So, who is giving you investment advice? Does it really matter? I hope so! They are handling your life savings! So why does it matter so much and how do I choose? Well there are two models that regulate most individuals who help with investments. One model is that of an Investment Advisor which is held to a Fiduciary standard and the other is a Broker which is held to a Suitability standard. So, here’s your choice…
Investment Advisor (Fiduciary) vs Broker (Suitability)
I know, you are saying, “That means nothing to me!” Let’s take a look at the two models in more detail…
The Investment Advisers Act of 1940 defines a “Registered Investment Advisor” as:
“a person or firm that, for compensation, is engaged in the act of providing advice, making recommendations, issuing reports or furnishing analyses on securities, either directly or through publications.”
Advisors provide advice and recommendations, and are paid a fee (that is not at all associated with the investments chosen).
The U.S. Securities and Exchange Commission (SEC) holds investment advisors to a fiduciary standard that requires them to act in the best interest of the client, more specifically stating that they must put their clients’ interests above their own.
The Securities Exchange Act of 1934 defines “Broker” as:
“any person engaged in the business of effecting transactions in securities for the account of others.”
Brokers are paid via commissions tied to investments in the funds they select for their client’s retirement plans.

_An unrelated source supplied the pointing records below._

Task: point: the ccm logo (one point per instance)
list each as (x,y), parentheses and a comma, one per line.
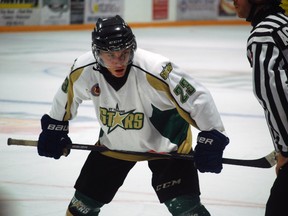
(57,127)
(205,140)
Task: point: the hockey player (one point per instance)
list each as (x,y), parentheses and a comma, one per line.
(143,102)
(267,51)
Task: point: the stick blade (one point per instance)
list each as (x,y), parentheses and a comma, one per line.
(265,162)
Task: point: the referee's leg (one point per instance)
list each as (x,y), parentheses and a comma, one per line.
(278,199)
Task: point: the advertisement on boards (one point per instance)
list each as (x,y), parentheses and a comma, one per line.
(55,12)
(19,13)
(95,9)
(197,9)
(160,9)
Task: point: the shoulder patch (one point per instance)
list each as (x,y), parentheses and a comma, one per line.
(166,71)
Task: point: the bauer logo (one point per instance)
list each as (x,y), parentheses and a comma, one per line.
(95,90)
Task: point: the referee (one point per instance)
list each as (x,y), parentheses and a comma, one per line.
(267,52)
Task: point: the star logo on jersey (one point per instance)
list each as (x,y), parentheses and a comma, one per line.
(115,117)
(166,71)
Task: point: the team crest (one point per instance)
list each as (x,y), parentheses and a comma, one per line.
(166,71)
(95,90)
(65,85)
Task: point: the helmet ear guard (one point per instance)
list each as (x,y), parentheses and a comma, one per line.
(112,34)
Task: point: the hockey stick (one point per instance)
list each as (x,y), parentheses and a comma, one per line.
(264,162)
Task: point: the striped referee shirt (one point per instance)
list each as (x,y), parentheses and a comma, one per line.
(267,52)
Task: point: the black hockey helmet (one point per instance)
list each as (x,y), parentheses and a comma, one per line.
(112,34)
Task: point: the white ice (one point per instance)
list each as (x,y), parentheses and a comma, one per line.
(34,65)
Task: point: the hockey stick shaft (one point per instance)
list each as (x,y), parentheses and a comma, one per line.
(265,162)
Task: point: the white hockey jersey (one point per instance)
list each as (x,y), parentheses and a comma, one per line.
(152,111)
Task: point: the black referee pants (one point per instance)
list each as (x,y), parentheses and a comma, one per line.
(277,204)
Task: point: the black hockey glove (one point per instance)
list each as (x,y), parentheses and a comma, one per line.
(54,138)
(209,151)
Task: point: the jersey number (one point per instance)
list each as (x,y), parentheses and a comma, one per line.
(184,89)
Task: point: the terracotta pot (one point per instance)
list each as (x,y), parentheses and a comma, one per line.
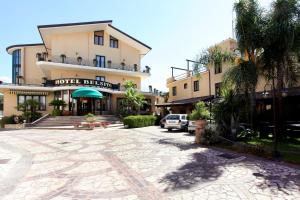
(201,123)
(200,127)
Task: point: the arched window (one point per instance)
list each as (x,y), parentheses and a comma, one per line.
(16,66)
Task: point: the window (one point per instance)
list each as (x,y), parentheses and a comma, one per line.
(41,99)
(100,78)
(16,66)
(196,86)
(98,38)
(113,42)
(57,95)
(218,89)
(100,61)
(218,68)
(174,91)
(185,86)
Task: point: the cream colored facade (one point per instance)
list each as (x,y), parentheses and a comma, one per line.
(187,94)
(76,51)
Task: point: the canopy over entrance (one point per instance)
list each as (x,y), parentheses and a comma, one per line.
(87,93)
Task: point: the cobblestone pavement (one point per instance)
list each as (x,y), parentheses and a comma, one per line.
(128,164)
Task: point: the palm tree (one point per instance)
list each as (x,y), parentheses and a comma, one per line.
(133,100)
(212,57)
(249,33)
(282,40)
(242,78)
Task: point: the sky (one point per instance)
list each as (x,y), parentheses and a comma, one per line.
(175,29)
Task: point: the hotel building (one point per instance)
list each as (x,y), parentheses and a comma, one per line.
(186,89)
(89,54)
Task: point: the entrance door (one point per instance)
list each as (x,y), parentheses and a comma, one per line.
(85,106)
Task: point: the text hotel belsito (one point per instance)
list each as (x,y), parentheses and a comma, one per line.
(73,56)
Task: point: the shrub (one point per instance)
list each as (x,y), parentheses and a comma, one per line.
(210,135)
(200,112)
(139,121)
(90,117)
(56,112)
(32,116)
(8,120)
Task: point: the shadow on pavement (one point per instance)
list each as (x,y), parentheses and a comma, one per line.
(208,165)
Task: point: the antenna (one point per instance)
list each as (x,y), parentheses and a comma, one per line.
(233,24)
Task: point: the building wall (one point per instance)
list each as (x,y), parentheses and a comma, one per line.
(10,103)
(32,73)
(82,44)
(226,45)
(56,74)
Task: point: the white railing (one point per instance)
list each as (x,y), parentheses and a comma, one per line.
(94,62)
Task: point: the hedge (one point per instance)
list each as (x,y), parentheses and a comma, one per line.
(137,121)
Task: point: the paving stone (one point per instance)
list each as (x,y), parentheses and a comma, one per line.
(130,164)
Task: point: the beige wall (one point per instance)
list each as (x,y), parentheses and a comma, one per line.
(226,45)
(74,45)
(56,74)
(82,44)
(32,73)
(10,103)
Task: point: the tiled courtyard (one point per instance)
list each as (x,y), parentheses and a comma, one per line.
(147,163)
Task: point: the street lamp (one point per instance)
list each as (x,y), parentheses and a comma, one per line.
(265,94)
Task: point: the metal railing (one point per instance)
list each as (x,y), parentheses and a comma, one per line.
(94,63)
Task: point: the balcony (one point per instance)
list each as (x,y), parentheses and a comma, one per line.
(69,63)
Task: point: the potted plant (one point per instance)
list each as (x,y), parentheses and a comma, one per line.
(150,88)
(135,67)
(200,114)
(57,104)
(123,65)
(39,56)
(147,69)
(95,62)
(109,63)
(79,60)
(90,119)
(63,58)
(45,55)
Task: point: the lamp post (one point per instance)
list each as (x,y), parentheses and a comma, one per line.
(265,94)
(209,84)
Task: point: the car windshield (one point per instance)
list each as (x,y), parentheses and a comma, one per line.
(173,117)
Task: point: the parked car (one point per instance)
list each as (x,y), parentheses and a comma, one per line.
(176,121)
(163,121)
(191,126)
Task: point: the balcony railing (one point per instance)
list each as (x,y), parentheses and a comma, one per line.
(94,62)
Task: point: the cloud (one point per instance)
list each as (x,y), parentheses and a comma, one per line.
(5,79)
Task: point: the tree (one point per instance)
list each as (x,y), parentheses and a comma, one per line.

The Financial Industry Regulatory Authority (FINRA) holds brokers to a Suitability standard which states that a Broker needs to believe that recommendations given are consistent with the interests of the client’s financial needs and circumstances at the time. The rule does not set standards around conflicts of interest or a need to place clients’ interests before one’s own — as a result, many believe the suitability rule leaves room for conflicts to arise between a Broker and client. One of the biggest conflicts concerns commissions paid to the broker.